Tuesday morning, the County launched a new indoor mass vaccination site at the Everett Mall. (Learn more at It will be open seven days a week – 11:30 a.m. – 6:30 p.m. Tuesday through Saturday, and until 5 p.m. on Sundays. There will also be a new indoor testing site open in the next few days. Asked if the new testing site comes too late in the surge to help, Spitters told reporters it would have been more helpful earlier, then added that since we are still at the peak of the transmission rate, it “is not at all too late for more testing.”

The county says the home test kits it ordered should arrive by the end of the month. The priority will be to distribute to schools and long-term care facilities first.  When a reporter asked if people who take those tests and don’t report that they have COVID might skew the case numbers, Spitters said that was not a major concern; that the point was for people to have access to a test, then isolate and seek medical help if they are positive. He urged those who test positive to call 211  — the State Health Department’s COVID number — or visit to get medical help or information.

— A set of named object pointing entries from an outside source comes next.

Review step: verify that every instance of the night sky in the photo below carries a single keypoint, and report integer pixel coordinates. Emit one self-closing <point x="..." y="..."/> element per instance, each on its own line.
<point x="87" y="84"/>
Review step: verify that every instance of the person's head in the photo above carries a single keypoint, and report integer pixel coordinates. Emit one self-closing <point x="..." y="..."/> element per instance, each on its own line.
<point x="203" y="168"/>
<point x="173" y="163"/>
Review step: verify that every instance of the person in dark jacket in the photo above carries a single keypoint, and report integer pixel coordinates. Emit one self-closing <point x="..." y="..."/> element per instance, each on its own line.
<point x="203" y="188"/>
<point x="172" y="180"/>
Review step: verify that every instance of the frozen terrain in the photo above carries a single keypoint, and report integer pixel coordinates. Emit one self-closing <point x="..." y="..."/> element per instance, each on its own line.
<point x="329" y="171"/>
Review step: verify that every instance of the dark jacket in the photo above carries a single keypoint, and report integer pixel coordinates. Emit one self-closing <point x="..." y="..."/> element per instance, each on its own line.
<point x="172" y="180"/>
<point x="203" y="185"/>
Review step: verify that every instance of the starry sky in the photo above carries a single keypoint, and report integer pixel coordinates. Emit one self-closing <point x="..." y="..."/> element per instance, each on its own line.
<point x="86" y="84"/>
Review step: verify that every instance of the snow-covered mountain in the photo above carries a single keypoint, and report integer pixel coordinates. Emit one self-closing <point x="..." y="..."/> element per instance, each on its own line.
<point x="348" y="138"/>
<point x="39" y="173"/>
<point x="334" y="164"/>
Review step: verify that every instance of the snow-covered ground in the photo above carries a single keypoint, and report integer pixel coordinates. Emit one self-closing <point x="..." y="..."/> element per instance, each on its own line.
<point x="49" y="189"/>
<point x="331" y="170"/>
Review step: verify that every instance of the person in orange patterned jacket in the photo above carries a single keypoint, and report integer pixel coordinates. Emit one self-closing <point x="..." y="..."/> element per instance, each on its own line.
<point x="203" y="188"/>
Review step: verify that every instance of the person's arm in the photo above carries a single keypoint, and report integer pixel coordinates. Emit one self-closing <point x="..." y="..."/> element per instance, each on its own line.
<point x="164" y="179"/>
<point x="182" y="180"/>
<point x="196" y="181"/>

Asked about a recent news report showing that a significant number of unvaccinated Snohomish, King and Pierce County residents are adamant that they will never get the shots, Spitters took a pragmatic stance. “There is certainly a group that are a hard ‘no’ on getting the vaccine, but the door is always open,” he said, adding that “efforts to push, push, push aren’t going to reach those folks.” But he reminded people that the vaccines are safe and effective, and that though some who don’t want the shots may feel they have legitimate concerns, “we’re in a crisis.”

Snohomish County numbers show that 67% of all county residents are fully vaccinated and that almost half of those also have had booster shots. Spitters believes that some of the 25% in the county who have not started any vaccines are children too young for the shots or have impediments to getting the vaccine.  He compared the higher COVID vaccine rate to the annual flu vaccine rate, which is between 50-60% “in a good year.”

Spitters said he still believes that the next two weeks will continue to show a decline in the number of COVID cases in the county, but it will be well into next month before we see an easing of the case load surge in hospitals.